Australian officials announced the successful rescue of a South Korean backpacker on Thursday after horrifically falling from a mountain and spending six nights stranded in steep wilderness. When rescuers got to the backpacker, she was suffering from dehydration and exposure but was relatively unscathed.
The South Korean tourist has been identified as 25-year-old Joohee Han. Before her rescue, she was last seen in the town of Tully in tropical Queensland state on Thursday last week. She informed a friend that she was going for a walk at nearby Mount Tyson in a national park.
Han climbed to the top of the mountain and took photographs of the view but slipped and fell unconscious for hours.
Queensland Ambulance Services flight paramedic Hannah Gaulke said Han managed to crawl and scrape her way through the bushland, which was really a tough terrain.
Han, however, got stuck after reaching a rocky waterfall. Gaulke said there was no way she could proceed further and had no way to get back out. She waited for six days before being reached by rescuers.
She had gone missing for five days before her friends contacted the authorities.
Han tried to shout for help from where she got stranded, and a member of the public heard her screams on Saturday. However, the person only informed police about it on Thursday after learning about the search.

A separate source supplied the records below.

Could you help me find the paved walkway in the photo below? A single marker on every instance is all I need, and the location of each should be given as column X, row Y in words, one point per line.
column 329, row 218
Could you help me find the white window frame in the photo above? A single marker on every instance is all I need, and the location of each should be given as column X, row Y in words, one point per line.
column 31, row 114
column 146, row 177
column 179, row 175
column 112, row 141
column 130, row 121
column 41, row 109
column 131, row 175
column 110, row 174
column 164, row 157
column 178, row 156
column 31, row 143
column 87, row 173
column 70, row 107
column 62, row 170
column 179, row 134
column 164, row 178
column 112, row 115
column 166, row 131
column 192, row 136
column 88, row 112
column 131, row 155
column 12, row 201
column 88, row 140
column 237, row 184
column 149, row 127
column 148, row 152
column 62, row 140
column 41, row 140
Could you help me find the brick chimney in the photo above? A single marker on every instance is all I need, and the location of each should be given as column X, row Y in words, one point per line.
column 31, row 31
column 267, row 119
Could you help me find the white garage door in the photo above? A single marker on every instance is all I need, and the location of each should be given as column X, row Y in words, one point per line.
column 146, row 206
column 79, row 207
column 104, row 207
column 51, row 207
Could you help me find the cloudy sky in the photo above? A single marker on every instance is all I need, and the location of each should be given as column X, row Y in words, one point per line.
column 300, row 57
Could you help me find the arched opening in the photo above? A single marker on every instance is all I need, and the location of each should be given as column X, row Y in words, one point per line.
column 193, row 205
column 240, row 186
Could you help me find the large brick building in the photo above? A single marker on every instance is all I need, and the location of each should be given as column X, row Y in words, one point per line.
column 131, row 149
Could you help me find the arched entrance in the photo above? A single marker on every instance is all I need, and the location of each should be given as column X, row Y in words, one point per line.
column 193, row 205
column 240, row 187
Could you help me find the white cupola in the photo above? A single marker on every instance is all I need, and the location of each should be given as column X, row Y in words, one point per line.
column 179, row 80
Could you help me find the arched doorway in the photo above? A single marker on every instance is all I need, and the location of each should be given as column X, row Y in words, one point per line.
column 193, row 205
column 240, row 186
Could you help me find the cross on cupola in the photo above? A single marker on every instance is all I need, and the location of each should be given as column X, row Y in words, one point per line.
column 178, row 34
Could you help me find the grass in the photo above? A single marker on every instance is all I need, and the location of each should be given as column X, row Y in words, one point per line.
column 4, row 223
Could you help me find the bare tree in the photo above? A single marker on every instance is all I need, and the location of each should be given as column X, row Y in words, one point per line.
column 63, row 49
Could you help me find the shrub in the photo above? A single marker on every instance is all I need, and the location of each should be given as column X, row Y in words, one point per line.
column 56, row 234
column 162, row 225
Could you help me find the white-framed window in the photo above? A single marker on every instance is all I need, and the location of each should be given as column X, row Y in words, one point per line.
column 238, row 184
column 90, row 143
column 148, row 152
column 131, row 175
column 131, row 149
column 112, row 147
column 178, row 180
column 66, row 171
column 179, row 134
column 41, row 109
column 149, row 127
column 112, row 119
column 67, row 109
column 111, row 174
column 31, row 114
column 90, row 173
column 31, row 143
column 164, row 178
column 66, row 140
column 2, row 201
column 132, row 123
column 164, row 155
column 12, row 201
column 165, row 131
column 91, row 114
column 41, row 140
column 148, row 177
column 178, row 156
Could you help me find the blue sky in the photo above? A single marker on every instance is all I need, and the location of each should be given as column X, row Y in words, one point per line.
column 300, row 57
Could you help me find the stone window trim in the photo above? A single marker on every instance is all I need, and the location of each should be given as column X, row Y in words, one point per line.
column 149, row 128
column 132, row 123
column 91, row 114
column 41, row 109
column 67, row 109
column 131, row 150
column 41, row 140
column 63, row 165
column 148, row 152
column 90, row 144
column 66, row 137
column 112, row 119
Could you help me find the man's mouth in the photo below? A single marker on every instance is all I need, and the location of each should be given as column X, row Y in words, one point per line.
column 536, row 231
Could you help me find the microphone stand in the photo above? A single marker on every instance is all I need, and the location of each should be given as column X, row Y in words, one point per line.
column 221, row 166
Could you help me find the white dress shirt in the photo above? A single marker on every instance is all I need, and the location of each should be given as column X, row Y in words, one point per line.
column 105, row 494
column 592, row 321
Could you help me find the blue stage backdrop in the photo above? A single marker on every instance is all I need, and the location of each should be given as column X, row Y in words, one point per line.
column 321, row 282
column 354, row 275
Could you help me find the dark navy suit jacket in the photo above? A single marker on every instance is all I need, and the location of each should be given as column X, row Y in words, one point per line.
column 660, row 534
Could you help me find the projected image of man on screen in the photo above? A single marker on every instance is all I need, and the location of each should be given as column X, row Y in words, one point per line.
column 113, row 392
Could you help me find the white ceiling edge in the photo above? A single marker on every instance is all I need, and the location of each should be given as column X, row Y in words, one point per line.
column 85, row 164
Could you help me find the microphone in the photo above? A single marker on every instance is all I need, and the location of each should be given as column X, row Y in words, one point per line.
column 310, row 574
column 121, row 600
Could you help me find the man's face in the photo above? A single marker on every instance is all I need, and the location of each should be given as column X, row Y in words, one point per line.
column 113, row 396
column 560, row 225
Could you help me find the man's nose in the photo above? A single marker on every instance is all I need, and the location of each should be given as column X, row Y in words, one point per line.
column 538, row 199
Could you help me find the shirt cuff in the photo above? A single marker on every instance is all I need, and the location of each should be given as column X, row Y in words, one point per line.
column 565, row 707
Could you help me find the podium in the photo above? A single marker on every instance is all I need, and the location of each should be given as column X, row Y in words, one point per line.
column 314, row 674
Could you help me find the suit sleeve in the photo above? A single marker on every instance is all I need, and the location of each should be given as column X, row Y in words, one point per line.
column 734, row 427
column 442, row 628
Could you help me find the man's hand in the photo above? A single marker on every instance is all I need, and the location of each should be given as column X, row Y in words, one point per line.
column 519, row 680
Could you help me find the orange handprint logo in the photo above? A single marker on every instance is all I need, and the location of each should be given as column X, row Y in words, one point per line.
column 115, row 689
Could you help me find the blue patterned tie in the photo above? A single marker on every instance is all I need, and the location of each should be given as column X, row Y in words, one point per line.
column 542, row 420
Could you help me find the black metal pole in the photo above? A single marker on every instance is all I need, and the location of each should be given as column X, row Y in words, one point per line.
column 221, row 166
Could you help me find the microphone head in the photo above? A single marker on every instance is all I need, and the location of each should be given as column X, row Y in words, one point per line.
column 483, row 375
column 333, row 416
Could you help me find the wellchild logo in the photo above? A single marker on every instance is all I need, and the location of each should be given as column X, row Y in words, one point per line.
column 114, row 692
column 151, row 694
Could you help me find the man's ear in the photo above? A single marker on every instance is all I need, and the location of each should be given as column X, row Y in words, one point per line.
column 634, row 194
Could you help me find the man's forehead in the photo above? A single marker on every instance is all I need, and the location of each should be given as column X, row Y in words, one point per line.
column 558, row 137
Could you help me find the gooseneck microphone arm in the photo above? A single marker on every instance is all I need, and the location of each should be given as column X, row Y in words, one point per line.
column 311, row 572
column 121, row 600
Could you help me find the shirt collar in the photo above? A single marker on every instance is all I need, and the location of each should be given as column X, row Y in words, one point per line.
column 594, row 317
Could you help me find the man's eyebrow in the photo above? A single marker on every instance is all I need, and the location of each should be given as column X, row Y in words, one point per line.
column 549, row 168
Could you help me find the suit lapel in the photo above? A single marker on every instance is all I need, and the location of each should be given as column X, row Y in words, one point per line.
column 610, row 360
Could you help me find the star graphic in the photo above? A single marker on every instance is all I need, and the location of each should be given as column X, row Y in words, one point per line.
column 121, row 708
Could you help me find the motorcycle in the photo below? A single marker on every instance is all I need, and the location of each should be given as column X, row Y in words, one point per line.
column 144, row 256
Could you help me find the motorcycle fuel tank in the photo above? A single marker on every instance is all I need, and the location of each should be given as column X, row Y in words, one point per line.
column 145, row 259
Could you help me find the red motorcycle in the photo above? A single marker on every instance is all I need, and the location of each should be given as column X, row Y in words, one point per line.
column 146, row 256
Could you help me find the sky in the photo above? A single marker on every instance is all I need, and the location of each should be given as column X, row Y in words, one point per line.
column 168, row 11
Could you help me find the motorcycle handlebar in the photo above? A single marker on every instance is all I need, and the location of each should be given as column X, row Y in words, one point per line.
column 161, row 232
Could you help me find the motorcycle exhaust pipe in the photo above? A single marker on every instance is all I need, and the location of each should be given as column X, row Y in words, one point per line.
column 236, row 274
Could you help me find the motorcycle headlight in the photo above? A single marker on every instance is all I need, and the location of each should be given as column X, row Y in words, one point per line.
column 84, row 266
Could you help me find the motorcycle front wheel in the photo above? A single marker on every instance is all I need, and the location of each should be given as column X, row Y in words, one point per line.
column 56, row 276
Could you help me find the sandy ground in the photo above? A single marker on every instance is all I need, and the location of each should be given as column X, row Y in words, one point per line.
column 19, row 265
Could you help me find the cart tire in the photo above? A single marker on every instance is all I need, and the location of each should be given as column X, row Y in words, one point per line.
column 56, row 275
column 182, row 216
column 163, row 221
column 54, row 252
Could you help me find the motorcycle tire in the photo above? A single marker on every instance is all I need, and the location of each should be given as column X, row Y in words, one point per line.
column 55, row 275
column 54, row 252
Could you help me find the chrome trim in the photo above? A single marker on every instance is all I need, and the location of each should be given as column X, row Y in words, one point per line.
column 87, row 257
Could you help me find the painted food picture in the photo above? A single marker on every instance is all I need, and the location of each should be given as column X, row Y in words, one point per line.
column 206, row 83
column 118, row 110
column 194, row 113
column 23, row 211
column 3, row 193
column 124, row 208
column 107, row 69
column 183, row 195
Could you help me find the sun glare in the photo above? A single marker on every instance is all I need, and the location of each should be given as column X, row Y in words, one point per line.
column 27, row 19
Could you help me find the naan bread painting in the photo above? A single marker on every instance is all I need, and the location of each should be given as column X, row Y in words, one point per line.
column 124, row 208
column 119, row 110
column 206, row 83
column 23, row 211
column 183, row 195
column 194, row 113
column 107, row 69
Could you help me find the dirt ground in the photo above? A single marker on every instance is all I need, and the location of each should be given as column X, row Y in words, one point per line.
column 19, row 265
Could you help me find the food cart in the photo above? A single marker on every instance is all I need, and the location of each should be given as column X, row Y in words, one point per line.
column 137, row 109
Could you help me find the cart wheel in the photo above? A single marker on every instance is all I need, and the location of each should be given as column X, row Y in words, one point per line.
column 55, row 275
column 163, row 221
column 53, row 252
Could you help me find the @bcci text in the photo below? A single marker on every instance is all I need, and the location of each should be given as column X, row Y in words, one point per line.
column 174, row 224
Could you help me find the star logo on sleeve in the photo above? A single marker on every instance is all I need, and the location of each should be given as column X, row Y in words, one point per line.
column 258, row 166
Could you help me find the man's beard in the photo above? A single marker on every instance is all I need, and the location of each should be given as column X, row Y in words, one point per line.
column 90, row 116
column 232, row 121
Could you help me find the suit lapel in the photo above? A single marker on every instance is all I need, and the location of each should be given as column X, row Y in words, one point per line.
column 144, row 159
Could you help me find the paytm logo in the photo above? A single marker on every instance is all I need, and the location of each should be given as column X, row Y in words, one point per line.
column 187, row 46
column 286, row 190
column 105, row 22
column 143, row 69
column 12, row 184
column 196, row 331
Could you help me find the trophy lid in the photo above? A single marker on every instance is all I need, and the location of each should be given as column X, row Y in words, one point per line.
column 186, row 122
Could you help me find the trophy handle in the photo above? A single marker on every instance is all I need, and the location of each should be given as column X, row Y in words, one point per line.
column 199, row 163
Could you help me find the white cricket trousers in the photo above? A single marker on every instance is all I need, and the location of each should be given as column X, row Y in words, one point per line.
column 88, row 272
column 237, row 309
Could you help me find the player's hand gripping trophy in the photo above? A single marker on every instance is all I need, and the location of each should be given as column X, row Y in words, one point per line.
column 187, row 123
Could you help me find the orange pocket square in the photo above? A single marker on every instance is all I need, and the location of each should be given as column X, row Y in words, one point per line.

Soldiers and police had to cut through dense forest to reach her on Thursday. Police Inspector Steve Kersley praised Han’s resilience. He said: “Six days is a long time to be lost in the bush, particularly when you’ve got no bush skill. She’s done well to survive.”
Han was brought to a hospital in Tully by a helicopter for treatment.
It is not clear yet what adjustments the national park administrators will make to avoid similar accidents from happening.